Since then, however, the haredi demonstrations have waned. Several dozen haredi men came to protest on Monday, some yelling epithets at teenagers who had come to support Women of the Wall. But aside from a few token disturbances — screams and whistles — the service continued uninterrupted.

“It’s a big success because the traditional community has an outlet to show its stance and doesn’t have to resort to violence,” Women for the Wall co-founder Leah Aharoni told JTA of the group’s prayerful protest. “Some months are better, some months are worse. The interest is definitely not dying out.”

The past half-year also has seen the Israeli government intensify its focus on the conflict at the wall, soliciting a compromise solution from Jewish Agency for Israel Chairman Natan Sharansky. An outline Sharansky released in April called for a significant expansion of an area to the south of the plaza called Robinson’s Arch that is now used for non-Orthodox prayer.

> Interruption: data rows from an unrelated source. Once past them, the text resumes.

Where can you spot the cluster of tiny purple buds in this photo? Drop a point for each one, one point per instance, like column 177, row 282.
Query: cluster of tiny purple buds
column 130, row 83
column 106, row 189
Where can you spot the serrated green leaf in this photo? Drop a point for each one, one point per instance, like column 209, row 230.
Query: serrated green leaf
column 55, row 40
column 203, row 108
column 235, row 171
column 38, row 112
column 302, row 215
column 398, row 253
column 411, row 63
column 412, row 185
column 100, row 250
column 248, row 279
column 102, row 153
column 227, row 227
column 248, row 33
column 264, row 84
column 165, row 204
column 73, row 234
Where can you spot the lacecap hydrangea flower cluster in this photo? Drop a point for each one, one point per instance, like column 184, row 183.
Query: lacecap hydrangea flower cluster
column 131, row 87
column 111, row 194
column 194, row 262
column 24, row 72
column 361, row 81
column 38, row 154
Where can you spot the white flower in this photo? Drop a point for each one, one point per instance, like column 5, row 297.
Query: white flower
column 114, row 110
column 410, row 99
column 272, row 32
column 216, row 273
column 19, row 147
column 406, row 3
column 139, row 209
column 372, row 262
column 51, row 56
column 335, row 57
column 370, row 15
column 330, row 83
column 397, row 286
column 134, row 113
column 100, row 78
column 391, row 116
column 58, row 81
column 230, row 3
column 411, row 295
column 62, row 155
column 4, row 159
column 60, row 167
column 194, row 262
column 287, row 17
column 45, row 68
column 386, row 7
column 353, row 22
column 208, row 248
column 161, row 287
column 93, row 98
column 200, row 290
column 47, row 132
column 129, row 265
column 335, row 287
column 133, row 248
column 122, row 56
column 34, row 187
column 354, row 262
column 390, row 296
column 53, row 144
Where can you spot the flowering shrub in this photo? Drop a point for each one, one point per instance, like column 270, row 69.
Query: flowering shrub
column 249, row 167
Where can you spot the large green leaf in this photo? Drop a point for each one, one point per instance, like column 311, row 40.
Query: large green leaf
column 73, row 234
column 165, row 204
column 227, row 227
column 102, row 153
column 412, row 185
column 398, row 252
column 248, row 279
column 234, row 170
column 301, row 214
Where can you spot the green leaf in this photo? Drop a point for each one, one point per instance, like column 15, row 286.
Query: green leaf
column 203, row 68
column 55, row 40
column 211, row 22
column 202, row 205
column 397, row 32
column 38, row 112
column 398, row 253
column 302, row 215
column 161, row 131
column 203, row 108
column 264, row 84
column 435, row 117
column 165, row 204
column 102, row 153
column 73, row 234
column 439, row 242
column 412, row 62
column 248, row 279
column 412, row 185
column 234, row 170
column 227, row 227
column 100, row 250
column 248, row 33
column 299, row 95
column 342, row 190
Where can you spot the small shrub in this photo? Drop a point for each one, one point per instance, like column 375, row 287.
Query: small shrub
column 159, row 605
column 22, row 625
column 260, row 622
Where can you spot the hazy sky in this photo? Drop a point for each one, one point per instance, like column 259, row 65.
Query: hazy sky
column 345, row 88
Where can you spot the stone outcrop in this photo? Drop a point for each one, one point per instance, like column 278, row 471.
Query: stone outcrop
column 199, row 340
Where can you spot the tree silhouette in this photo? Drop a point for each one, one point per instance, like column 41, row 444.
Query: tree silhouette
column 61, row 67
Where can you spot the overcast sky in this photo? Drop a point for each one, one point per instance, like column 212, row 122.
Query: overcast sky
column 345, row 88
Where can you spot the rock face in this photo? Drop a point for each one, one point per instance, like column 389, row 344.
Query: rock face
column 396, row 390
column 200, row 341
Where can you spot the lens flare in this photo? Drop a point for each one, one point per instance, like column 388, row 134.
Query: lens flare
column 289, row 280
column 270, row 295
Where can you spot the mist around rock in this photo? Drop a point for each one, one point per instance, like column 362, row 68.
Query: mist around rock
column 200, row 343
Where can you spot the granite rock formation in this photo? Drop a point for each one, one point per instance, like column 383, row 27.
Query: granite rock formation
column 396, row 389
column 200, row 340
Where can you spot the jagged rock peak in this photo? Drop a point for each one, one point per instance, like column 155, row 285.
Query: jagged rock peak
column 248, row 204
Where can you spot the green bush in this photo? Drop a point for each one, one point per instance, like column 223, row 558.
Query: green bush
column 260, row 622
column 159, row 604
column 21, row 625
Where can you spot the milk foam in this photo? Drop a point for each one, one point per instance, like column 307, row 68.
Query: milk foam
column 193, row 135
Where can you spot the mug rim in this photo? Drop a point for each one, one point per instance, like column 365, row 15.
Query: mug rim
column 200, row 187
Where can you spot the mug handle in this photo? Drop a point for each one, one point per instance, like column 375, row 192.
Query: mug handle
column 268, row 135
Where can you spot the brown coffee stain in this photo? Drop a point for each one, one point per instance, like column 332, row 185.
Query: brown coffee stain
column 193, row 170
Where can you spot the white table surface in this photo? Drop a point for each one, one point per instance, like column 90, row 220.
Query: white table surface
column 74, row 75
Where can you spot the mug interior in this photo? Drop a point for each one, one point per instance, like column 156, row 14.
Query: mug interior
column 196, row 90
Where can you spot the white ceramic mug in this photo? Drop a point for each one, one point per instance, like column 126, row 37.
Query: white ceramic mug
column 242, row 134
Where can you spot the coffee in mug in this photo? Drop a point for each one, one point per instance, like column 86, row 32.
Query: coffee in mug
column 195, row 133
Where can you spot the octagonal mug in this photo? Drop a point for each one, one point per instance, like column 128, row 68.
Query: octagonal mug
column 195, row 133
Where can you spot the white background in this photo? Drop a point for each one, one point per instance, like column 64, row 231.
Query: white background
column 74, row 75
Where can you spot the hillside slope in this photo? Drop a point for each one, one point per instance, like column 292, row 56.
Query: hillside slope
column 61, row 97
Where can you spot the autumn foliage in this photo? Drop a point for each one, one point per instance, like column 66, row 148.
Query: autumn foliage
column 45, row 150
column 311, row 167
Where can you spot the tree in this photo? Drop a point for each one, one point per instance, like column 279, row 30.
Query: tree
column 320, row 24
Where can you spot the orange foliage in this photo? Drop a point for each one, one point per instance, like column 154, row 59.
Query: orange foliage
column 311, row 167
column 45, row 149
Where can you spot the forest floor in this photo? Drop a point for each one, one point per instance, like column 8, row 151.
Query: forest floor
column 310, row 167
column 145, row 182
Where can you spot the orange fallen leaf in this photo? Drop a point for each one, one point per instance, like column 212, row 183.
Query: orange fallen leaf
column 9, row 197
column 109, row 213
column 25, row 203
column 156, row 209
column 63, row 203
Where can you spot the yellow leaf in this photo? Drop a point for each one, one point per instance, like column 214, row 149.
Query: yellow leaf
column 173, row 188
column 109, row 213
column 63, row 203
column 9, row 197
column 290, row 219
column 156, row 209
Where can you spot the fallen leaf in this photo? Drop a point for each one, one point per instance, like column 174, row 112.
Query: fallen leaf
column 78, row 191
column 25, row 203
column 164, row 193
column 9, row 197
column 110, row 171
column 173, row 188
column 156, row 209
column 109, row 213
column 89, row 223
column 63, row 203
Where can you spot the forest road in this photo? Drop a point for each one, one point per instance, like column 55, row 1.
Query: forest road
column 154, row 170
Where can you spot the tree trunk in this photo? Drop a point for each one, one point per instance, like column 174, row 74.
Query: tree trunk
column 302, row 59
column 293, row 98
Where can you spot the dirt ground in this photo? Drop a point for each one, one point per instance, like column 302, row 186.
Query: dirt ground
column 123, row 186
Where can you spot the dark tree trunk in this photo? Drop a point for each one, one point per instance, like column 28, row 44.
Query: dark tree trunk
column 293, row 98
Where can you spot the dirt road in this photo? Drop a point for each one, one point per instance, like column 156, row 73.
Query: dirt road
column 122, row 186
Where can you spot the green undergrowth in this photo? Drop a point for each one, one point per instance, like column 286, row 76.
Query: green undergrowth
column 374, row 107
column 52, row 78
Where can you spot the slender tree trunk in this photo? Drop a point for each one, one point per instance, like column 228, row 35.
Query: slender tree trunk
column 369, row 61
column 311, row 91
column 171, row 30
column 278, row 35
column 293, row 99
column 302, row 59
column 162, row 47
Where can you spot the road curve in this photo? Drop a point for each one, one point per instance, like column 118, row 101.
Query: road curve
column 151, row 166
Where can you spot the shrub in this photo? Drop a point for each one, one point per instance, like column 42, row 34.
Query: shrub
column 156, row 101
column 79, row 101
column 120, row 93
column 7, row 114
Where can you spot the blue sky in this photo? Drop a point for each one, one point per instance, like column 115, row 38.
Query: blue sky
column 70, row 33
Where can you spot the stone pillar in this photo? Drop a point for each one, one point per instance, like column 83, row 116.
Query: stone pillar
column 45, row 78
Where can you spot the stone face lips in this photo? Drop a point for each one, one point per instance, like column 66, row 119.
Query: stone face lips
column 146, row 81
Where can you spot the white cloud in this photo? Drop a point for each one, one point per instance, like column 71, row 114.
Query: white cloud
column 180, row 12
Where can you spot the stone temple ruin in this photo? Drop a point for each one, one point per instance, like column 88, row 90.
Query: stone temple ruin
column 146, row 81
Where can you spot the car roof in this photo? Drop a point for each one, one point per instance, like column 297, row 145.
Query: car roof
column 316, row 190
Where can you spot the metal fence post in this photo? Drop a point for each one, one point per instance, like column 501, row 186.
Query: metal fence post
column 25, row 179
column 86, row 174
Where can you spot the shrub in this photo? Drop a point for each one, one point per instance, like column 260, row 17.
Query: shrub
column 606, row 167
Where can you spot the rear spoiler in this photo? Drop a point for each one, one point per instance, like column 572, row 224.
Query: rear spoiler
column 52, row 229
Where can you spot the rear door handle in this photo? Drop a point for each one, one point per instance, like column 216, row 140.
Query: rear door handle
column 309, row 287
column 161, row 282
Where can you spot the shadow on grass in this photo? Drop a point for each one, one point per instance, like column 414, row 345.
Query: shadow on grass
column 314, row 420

After backing away from the plan, Women of the Wall endorsed it last month, agreeing to move to the new section should a list of conditions be fulfilled.

Brandishing the Western Wall regulation that forbids the group from bringing a Torah scroll to its services, Hoffman told JTA that Women of the Wall has yet to reach all its goals. She said, though, that given the relative calm at the wall, the group will now be turning its attention to negotiations with the government about the Robinson’s Arch plan.

“We’re not scared of jail and arrests — we’re scared of negotiations,” Hoffman joked. “Can we get the maximum? We won’t be suckers.”